I have played clarinet now for many years but could never master the art of fast tonguing saying the word two to strike the reed is o.k. for normal staccato but what about double and triple tonguing as all the books that I have been through don’t show how this is done.

Thank you


Hello Tony,

Thanks for the question. I have to say, articulation is hard to teach well, especially the “rapid” articulation. I will also tell you that I’m in the human category, I have to WORK at rapid articulation. Some people are gifted and can articulate fast; but I often find that since they have this gift, they do not spend the time getting the rapid articulation with rapid fingers.

I hope that didn’t come off as a rant? The first question I’ll ask, is have you gone through all of my Clarinet-Now.com Articulation pages? Check that link to read the first page and all the links on that page.

In short, keep your tongue very close to the reed. I mean millimeters away from the reed. Do not tongue like a snake, make the tip of the tongue go up and down (not back and forth). Try to make your articulation as legato as possible. Do this on the chromatic scale or a major scale.

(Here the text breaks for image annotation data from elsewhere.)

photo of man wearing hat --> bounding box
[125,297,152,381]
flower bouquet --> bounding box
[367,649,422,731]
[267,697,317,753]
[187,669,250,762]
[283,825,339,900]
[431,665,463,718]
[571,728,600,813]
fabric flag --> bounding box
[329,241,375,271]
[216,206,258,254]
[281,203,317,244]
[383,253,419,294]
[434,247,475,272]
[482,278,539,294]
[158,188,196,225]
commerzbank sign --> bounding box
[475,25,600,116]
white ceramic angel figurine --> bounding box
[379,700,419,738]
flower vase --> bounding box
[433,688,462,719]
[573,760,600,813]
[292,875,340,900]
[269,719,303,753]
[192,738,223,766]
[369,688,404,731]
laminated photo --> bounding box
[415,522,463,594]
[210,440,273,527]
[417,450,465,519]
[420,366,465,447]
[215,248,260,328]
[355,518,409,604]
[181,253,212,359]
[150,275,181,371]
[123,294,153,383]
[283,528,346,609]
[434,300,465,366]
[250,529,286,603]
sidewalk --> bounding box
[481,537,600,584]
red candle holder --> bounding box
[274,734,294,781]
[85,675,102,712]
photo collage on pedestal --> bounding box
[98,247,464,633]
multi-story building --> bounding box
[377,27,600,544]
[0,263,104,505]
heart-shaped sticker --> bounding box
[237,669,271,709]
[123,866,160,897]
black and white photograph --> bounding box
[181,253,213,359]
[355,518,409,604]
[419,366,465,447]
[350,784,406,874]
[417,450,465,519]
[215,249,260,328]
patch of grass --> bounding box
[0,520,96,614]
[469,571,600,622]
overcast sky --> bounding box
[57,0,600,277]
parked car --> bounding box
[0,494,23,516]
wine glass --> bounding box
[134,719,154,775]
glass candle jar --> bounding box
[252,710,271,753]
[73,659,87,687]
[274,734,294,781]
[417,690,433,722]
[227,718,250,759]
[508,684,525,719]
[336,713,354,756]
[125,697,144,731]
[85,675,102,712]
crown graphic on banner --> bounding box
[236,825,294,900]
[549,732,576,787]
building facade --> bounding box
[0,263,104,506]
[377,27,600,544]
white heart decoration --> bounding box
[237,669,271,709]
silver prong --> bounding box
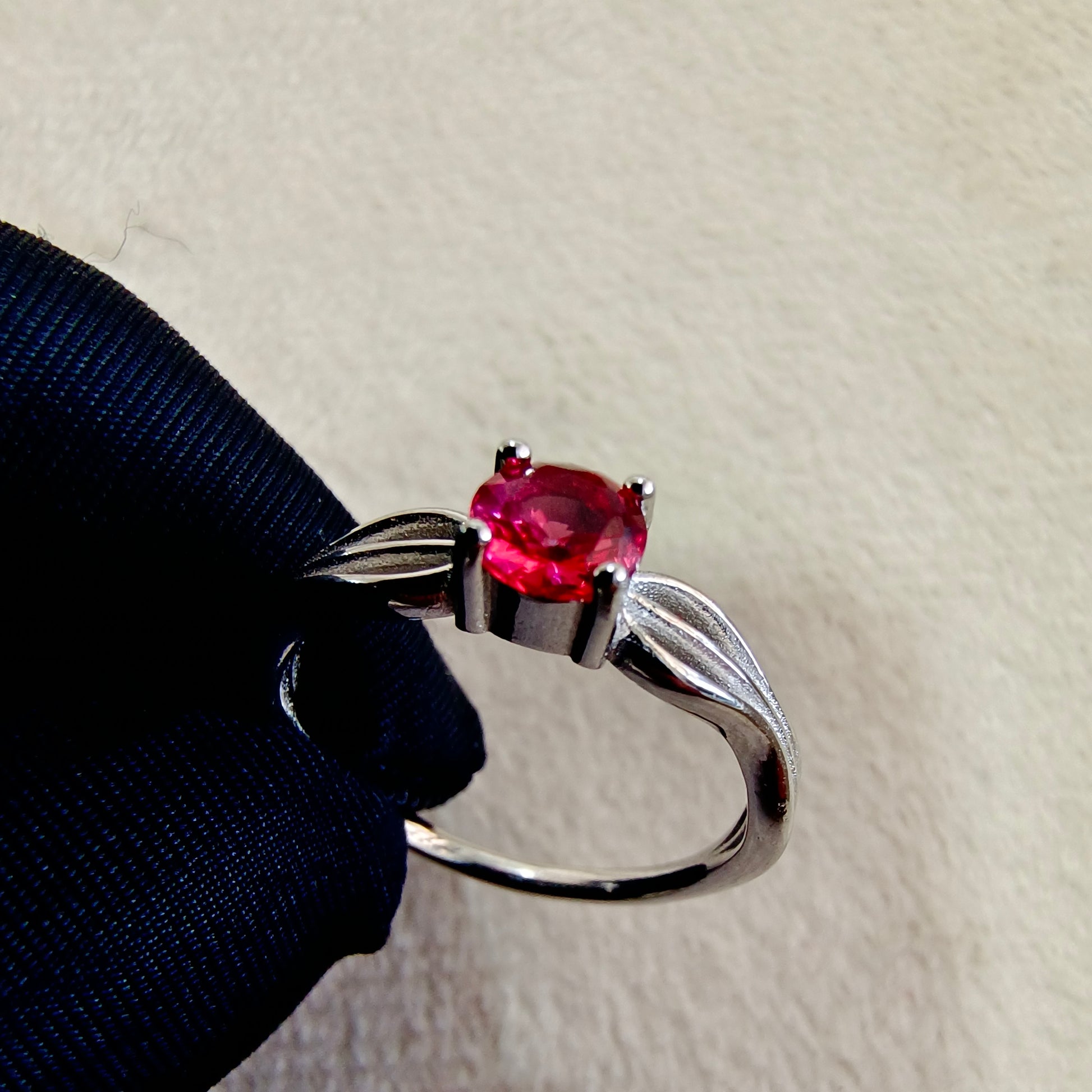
[451,519,493,634]
[622,474,657,526]
[493,440,531,476]
[569,561,629,667]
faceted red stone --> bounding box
[471,460,649,603]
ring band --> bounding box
[278,441,797,902]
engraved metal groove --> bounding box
[300,508,465,618]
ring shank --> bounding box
[279,571,796,902]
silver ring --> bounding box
[278,440,796,902]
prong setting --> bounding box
[493,440,531,477]
[451,519,493,634]
[622,474,657,527]
[569,561,629,668]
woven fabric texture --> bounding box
[0,225,484,1089]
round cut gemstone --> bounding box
[471,460,649,603]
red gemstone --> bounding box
[471,460,649,603]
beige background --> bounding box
[0,0,1092,1092]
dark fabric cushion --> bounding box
[0,225,484,1089]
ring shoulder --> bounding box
[300,508,465,618]
[607,570,796,782]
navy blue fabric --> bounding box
[0,224,484,1090]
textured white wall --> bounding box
[0,0,1092,1092]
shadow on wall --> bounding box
[219,585,974,1092]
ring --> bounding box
[278,440,797,902]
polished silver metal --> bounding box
[451,519,493,634]
[278,440,797,902]
[622,474,657,527]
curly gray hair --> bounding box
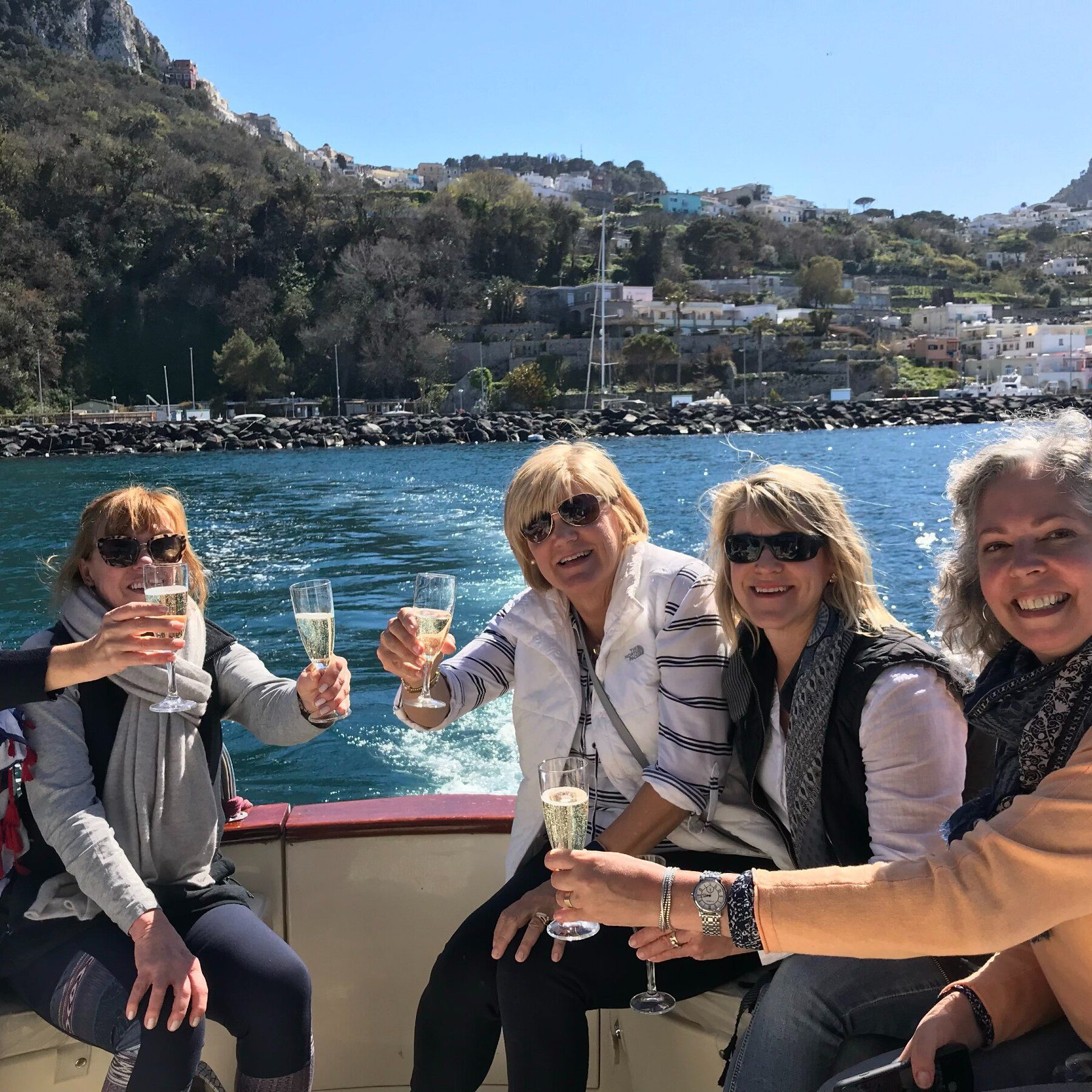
[932,410,1092,661]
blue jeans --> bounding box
[821,1020,1092,1092]
[724,956,950,1092]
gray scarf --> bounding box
[783,604,854,868]
[26,587,221,918]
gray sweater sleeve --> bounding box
[23,633,157,932]
[216,642,329,747]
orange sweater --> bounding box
[755,730,1092,1046]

I’ve worked with Kalmen Opperman on articulation for years and am currently working with Steve Hartmann on the same subject. For me to feel good about articulation, I usually have to do a system of chromatic scales that will take an hour to complete. That warms up my tongue and makes sure it works with the fingers. Kal told me once, “If you wish to articulate well and fast, you need to articulate everything.” So, it might seem weird, but on your next practice session, articulate everything you are practicing (remember, this is just practice, not performance).


I have fooled around with double tonguing a little bit and have never tried triple tonguing. It is tougher for clarinetists as we have a mouthpiece and reed inside our mouth. For flutists and brass players, the instrument is still on the outside of the lips.

However, say this, “ta-ka, ta-ka, ta-ka.” The ta touches the reed. The ka comes lightly from the back of the throat. Try this on one note like a first line E in eighth notes. Try to make the ta and ka sound the same, not one louder or more accented than the other. I’ve never tried triple tonguing, but I believe the concept is like this, “ta-ka-ta, ta-ka-ta, ta-ka-ta” on and on.

Probably, if practiced diligently, "ta-ka-ta, ka-ta-ka,ta-ka-ta," on and on. That, my friend, is a tongue twister.

Another concept of double-tonguing is keeping the tip of the tongue close to the reed and instead of single tonguing just below the tip of the reed, you would keep the tongue back a little bit, and do a double stroke up and down. The tip of the tongue would move up, touch the reed, then off the reed and on the way down, touch the reed again. The tongue would go below the reed (allowing it to vibrate) and then return upwards to stroke the reed again.

I’ve tried this version and believe my tongue is too long to hold back and stroke it up and down like this. However, if I’ve described this well to you, you can see that conceptually it should work easy. Think of taking a guitar pick and strumming one string up and down. That is how this concept works. Single tonguing is like taking the pick and strumming only one way.

Again, please read through my articulation pages for a more complete description of single tonguing? One of these days I’ll post videos on these subjects. Best to you and let me know how this works out for you.